Motorola's two CEOs, Sanjay Jha and Greg Brown, also managed to co-exist amicably. But the two executives knew they were working toward a separation. The company split into Motorola Mobility and Motorola Solutions at the beginning of this year.
Improved focus needed
RIM, which has long been known for the ease of use of its BlackBerrys, failed to understand that it needed to step up its game even further for the touchscreen smartphone and tablet markets. Even the next-generation software powering the PlayBook lags behind Apple and Android, according to Gartner analyst Ken Dulaney.
"They need management that, like Apple, sends its engineers back to the drawing board when it's not an A+ interface," he said. "A B+ effort just isn't good enough."
In addition, RIM appears to be taking its overseas markets granted after several quarters of strong growth, Dulaney said.
"The question is did management their eyeballs off the need to drive down deeper [in the international markets]," he said.
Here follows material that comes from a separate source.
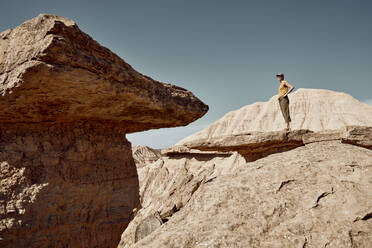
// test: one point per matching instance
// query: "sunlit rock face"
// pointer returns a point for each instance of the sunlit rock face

RIM did make a minor management change Monday. The company said one of its chief operating officers, Don Morrison, who was on temporary medicine leave, will retire. The other two COOs, Jim Rowan, who focuses on operations, and Thorsten Heins, who focuses on product and sales, will take expanded roles at the company.
RIM enters a pivotal period over the next six to 12 months as it attempts to manage the transition from its older BlackBerry operating system to QNX for its smartphones.
"If they drop the ball in a situation like this, it proves to us that management has to be replaced," Thornton said. "They've had too long and too many chances."